覗き口は右上の部分です。ミラーの変わりにプリズムを使い、オブジェクトはワイヤーとダイクロイックガラスを組み合わせた斬新なもの。随所に新しさを取り入れた力作です。
オブジェクトはワイヤーを組んだ球状になっていて、回転させて映像の変化を楽しみます。手前の部分と奥の部分が別の動きをするのが面白く、また奥行きのある映像なのですが、写真では難しいです。 実際にご覧になると、この独創性にきっとびっくりなさると思います。
次の作品はやはり中里さんが作り続けている「夢のつづき」という作品。
こちらもプリズムがミラーシステムの変わりで、一部が表に見えているデザインです。積層ガラスと丸いガラス、そして金属を使った造形の素晴らしいセンスを感じます。

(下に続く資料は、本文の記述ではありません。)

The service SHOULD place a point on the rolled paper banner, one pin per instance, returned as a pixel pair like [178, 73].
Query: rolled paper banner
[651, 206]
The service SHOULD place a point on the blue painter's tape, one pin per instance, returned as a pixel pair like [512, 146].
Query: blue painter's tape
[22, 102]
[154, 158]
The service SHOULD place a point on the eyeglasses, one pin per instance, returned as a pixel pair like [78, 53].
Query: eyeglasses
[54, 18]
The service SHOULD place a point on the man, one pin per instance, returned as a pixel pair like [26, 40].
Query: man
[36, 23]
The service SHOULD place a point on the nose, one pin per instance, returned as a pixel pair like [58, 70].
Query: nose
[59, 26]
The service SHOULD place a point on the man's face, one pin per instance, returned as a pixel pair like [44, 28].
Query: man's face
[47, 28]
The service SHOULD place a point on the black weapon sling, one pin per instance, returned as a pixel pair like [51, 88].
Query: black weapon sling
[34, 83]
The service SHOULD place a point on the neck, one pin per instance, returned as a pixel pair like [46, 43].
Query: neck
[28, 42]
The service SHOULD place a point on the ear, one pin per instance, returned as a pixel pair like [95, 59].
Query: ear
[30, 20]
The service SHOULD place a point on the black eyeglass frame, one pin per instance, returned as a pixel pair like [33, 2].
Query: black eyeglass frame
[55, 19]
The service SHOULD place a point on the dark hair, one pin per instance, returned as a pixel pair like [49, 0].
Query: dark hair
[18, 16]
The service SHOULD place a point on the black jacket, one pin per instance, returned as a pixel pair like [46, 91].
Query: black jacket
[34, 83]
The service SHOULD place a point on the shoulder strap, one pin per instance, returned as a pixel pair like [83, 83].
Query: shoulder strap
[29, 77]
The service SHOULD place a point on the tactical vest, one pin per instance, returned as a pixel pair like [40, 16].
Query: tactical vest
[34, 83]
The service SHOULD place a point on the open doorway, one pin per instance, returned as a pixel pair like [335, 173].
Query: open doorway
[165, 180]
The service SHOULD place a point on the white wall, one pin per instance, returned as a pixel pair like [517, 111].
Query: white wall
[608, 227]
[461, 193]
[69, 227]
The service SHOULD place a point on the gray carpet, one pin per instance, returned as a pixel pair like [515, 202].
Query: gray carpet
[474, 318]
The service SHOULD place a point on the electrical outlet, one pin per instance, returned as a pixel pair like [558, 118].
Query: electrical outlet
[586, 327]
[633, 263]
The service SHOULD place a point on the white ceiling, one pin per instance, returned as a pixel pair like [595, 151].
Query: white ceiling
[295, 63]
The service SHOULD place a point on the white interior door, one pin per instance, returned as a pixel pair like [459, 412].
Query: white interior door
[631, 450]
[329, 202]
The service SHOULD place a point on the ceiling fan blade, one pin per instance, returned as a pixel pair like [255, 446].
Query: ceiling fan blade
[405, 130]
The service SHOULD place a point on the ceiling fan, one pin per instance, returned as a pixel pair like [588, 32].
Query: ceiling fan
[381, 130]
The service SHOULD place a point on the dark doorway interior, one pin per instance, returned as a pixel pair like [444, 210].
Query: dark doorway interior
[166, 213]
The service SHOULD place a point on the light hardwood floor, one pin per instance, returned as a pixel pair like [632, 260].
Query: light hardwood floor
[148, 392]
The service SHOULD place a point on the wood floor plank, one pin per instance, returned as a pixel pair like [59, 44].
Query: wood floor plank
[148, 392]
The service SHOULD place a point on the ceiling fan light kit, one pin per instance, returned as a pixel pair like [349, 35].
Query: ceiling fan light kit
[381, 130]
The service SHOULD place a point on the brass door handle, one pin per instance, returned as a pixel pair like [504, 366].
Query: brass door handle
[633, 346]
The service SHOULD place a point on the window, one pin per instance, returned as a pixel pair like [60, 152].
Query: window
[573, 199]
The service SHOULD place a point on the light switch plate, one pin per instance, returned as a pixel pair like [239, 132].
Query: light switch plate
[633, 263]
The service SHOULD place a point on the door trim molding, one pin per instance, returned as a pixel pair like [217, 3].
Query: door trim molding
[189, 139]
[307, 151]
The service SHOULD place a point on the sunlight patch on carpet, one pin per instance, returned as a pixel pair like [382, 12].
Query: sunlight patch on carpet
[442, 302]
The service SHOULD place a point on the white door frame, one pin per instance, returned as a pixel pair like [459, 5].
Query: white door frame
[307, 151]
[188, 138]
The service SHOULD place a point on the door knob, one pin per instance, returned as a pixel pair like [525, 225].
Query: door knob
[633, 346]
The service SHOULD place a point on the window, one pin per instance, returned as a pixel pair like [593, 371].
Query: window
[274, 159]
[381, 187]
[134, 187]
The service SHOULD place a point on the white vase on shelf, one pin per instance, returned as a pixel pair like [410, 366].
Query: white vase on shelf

唯一オブジェクトセルの中のブルー系のガラスとダイクロイックガラスの輝きがこの無彩色の万華鏡の色模様を生み出しますが、プリズムに反射する映像は鏡よりも少し洒落っ気を出して私たちの目を楽しませます。
そしてやっぱりご紹介したいのが、この大作。
「Kaleidoscope History Book 2010 」 万華鏡の歴史に思いを馳せながら製作なさった、本の形の万華鏡です。 重厚なつくりの立派な本の装丁を思わせるガラスの使い方、金属の使い方、細部へのこだわりに驚くばかりです。
開いたページはミラーになっていて、角度を変えて映りこむ反射映像を楽しめる仕組みです。万華鏡の仕組みの原点です。そして上部の覗き口からはテイパードミラーシステムによる繊細で立体的な映像が見えます。中が広くて視線を動かしながら映像を見ていると、不思議な世界に迷い込んだよう。 本の右側のノブを回してオブジェクトセルを動かし、映像の変化を楽しみます。
中里さんの世界の一部でもご紹介したいと思い、撮影をさせていただきましたが、実際はもっと凄いということを書かずにはいられません。人間の目が捉える映像にはとてもかなわないなあとつくづく思ったしだいです。 「アートの庭」での個展は、10月9日まで、10月17日からは仙台の万華鏡美術館でも個展を開かれるそうですので、ぜひお越しください。